Where is the blockchain physically

just playing with Hyperledger Composer, and I'm wondering ,Where is the blockchain physically
I'mean is it binary file , text file ....?
is it portable ?
thank you all
There are two place which "store" data in Hyperledger Fabric (the underlying blockchain infrastructure used by Composer which is a runtime abstraction layer above it):
the ledger
the state database ('World state')
The ledger is the actual "blockchain". It is a file-based ledger which stores serialized blocks. Each block has one or more transactions. Each transaction contains a 'read-write set' which modifies one or more key/value pairs. The ledger is the definitive source of data and is immutable.

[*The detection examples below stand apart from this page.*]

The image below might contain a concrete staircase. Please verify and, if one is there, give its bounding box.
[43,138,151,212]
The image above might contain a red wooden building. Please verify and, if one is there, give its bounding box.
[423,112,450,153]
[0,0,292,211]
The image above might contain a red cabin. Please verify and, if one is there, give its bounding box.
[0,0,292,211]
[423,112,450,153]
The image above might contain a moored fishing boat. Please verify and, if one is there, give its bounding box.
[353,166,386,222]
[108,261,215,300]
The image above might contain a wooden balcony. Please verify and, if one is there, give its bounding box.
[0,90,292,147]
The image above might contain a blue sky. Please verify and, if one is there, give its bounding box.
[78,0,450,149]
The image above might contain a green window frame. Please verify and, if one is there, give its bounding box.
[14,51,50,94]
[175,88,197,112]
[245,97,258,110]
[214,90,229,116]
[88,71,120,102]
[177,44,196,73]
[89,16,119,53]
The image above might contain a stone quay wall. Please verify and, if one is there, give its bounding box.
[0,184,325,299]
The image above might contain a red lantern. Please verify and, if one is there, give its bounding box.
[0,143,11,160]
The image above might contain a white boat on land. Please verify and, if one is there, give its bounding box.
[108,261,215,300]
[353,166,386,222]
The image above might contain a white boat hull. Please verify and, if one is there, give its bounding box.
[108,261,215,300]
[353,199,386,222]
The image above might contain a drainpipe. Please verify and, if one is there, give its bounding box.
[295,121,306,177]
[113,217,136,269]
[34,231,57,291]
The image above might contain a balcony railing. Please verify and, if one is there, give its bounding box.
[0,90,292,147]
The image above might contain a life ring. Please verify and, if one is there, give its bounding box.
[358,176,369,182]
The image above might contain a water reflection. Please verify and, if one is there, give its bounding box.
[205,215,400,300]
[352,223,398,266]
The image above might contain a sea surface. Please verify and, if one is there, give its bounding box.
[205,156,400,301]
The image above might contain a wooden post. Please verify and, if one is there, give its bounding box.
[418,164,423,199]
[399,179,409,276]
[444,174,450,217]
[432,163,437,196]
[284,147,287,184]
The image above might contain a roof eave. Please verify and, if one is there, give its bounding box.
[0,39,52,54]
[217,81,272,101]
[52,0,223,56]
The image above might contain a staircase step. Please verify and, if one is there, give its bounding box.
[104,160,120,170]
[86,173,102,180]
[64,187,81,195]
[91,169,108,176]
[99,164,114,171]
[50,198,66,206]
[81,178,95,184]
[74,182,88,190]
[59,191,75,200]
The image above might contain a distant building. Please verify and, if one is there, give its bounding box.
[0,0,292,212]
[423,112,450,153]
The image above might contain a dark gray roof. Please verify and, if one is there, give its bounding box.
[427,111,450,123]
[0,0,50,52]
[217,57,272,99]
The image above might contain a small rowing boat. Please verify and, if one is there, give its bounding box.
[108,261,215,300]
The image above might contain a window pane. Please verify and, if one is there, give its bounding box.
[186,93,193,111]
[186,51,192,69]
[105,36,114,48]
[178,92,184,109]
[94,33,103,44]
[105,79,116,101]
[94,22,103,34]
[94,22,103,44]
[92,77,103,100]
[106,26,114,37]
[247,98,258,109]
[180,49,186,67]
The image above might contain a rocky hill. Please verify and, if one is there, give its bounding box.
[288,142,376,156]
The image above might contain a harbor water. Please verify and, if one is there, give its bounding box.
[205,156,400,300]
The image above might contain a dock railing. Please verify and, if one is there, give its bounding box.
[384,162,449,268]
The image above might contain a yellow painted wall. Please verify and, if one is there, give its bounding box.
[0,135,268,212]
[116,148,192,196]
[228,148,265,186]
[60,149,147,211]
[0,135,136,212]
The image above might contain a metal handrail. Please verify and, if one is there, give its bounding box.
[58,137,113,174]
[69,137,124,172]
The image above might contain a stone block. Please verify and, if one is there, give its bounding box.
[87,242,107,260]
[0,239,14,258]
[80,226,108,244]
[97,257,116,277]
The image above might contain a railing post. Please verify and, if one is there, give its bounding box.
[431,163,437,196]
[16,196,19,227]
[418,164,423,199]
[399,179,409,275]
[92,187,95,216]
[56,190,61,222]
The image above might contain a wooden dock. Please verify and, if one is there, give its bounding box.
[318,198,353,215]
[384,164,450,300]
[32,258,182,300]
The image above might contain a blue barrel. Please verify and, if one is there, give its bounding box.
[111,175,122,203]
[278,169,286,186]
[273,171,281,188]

The state database (or 'World State') holds the last known committed value for any given key - an indexed view into the chain’s transaction log. It is populated when each peer validates and commits a transaction. The state database can always be rebuilt from re-processing the ledger (ie replaying the transactions that led to that state). There are currently two options for the state database: an embedded LevelDB or an external CouchDB.
As an aside, if you are familiar with Hyperledger Fabric 'channels', there is a separate ledger for each channel.
The chain is a transaction log, structured as hash-linked blocks, where each block contains a sequence of N transactions. The block header includes a hash of the block’s transactions, as well as a hash of the prior block’s header. In this way, all transactions on the ledger are sequenced and cryptographically linked together.
The state database is simply an indexed view into the chain’s transaction log, it can therefore be regenerated from the chain at any time.
Source: http://hyperledger-fabric.readthedocs.io/en/release/ledger.html
Suffice to say, Hyperledger Composer uses Fabric (as the blockchain infrastructure) to endorse/order/commit transactions to blocks on the ledger.
To see the physical location of these data you can go to /var/hyperledger/production in each peer container in your fabric network
Actually, the blockchain is a shared database, which is read-only and append-only. And it is distributed in every peers. So every peer has a copy of the shared database. Normally, LevelDB or CouchDB is used in HyperLedger Fabric.
The ledger is comprised of a blockchain (‘chain’) to store the immutable, sequenced record in blocks, as well as a state database to maintain current fabric state.
Here is more information about HyperLedger Fabric Ledger (the blockchain)
Blockchain is shared among all the peer to peer networks hosting it. So basically blockchain is stored in many HDD all around the world.